Carpe diem, as they say in Latin.
Make no mistake, we need to respond to matters like domestic violence as quickly as possible, within the constraints that currently exists. We can’t wait around to reform the entire system.
But until we do reform the entire system and build institutions that are deliberative and responsive to community needs and concerns—systems that put us on the ground floor of the decision-making process—we will remain trapped in the cage of elite, patriarchal, settler logic that hems us in at every turn. We will keep having these angry and frustrating arguments until we change the system that generates such problems in the first place.
“Nothing proposed today will keep women safer tomorrow, next week or next month.”

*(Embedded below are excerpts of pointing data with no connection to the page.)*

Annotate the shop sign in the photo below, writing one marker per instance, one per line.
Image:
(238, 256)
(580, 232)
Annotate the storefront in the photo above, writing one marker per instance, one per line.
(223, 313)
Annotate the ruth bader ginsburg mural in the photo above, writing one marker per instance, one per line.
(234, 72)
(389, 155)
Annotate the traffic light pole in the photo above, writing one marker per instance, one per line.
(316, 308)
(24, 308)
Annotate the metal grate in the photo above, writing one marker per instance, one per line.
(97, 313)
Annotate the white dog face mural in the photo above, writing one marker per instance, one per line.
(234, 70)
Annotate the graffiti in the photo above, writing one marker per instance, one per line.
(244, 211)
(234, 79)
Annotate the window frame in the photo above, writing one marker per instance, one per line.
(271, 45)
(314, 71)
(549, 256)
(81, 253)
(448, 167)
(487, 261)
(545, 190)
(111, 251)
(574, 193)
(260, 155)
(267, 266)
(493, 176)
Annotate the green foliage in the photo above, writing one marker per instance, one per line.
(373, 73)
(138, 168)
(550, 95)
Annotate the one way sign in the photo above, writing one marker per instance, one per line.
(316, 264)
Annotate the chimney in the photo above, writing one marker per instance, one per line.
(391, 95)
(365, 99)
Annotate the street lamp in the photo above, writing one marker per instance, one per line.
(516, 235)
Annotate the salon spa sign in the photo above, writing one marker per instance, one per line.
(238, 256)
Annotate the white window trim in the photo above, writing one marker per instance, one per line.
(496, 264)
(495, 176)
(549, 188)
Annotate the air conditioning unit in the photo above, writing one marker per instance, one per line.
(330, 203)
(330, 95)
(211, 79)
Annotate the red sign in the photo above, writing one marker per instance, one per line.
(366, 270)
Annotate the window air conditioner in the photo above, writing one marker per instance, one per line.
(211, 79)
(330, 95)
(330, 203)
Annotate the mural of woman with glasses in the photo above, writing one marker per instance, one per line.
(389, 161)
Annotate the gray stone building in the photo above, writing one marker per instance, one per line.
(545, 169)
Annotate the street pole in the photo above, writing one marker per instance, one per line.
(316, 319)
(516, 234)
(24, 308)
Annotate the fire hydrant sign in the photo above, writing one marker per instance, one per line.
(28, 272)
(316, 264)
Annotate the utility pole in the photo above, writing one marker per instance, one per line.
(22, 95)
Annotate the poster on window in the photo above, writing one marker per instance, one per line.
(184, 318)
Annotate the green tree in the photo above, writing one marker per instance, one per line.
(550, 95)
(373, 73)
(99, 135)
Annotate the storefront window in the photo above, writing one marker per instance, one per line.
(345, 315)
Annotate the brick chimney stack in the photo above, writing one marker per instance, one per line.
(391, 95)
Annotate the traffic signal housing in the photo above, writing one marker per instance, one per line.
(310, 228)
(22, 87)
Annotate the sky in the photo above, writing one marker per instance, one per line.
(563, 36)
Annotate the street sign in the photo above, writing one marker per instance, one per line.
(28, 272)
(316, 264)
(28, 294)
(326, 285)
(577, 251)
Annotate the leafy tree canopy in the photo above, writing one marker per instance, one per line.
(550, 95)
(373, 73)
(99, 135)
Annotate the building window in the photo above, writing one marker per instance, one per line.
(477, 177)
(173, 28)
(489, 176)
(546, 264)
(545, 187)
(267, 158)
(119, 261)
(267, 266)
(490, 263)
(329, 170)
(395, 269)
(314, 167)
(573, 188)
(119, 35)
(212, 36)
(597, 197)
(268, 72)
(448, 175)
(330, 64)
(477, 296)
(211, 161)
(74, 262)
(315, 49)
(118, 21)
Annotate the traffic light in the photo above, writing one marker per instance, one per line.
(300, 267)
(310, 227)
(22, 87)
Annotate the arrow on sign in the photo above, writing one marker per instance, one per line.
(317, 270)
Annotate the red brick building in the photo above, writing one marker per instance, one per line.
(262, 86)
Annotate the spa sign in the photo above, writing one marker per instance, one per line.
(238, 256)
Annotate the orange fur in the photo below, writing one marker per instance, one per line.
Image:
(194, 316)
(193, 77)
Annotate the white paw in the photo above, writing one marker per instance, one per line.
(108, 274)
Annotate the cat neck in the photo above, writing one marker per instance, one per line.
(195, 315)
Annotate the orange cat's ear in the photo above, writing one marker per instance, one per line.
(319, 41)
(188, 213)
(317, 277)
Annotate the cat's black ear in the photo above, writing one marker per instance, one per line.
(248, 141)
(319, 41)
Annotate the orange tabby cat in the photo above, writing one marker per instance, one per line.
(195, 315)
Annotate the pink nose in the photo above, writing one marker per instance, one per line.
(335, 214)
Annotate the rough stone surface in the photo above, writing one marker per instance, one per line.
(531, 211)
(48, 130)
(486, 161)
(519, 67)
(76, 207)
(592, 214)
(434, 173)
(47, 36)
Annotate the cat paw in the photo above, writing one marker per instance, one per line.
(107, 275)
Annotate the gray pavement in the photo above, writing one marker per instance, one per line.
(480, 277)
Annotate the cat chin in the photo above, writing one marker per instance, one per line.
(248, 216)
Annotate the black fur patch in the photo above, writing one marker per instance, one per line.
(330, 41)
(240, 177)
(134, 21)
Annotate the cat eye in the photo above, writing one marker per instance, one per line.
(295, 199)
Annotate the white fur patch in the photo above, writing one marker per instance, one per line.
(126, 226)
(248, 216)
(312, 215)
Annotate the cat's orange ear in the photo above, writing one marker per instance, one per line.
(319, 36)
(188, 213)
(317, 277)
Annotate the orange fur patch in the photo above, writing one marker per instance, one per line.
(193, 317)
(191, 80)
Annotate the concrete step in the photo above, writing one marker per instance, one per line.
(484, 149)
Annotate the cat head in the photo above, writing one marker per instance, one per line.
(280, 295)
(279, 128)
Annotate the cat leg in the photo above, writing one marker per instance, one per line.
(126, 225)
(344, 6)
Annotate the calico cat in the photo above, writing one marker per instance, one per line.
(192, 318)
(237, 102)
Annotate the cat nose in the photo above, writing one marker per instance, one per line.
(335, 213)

Gabrielle Morrisey CEO of local women’s refuge Women & Children First
The issue isn’t the deep state, as some like to say, it’s just the state, and the state can be changed.
Don’t forget, Australian governance was altered beyond recognition as recently as the early 1980s, transformed root and branch over not many years because the people who pull the levers of power pulled the levers.
In the event of minority government after the next election, the crossbench needs to commit to some lever pulling of their own. Not just throwing up a bunch of policies of their own, but in pursuing genuine structural reform that permanently transforms the institutions of state into something approaching a deliberative democracy. We must overthrow the competitive, confrontational, winner-takes-all, party-based assumptions that are baked into the current system and replace them with systems that demand genuine deliberation and accountability. We need to make it impossible for the major parties to enact bipartisan policy like AUKUS that ties up billions and billions of dollars for decades and makes it impossible to address issues like the cost-of-living crisis or the fact that men are killing women at the rate of four a week.
I’ll talk more about specific structural reforms over the coming months and will keep you up to date on some projects already underway. As Carl Sagan once said, "If you wish to make an apple pie from scratch, you must first invent the universe."
Steggall’s full press release on the matter is available here
Or "Seas the Day!" as my cruise ship key from a trip to Hobart last December says! (ref Carpe Diem). Yes - vast sums to feed the share dividends of US investors in WMD/AUKUS nonsense - and "budget surpluses" - definitely not the role of governments whose duty as you point out is to look after its people - not send our tax moneys abroad - nor to Ukraine/Israel either. Nor to hell-holes such as Nauru run on "our" behalf by US security companies! Keep up the clarity, Tim.
You know your stuff Tim, and you write so eloquently and articulately about it. I've never heard you speak, but I wonder if you would ever consider political representation? You seem to get the issues, and have a nose for what we can do to make progress. I'd vote for you in an instant!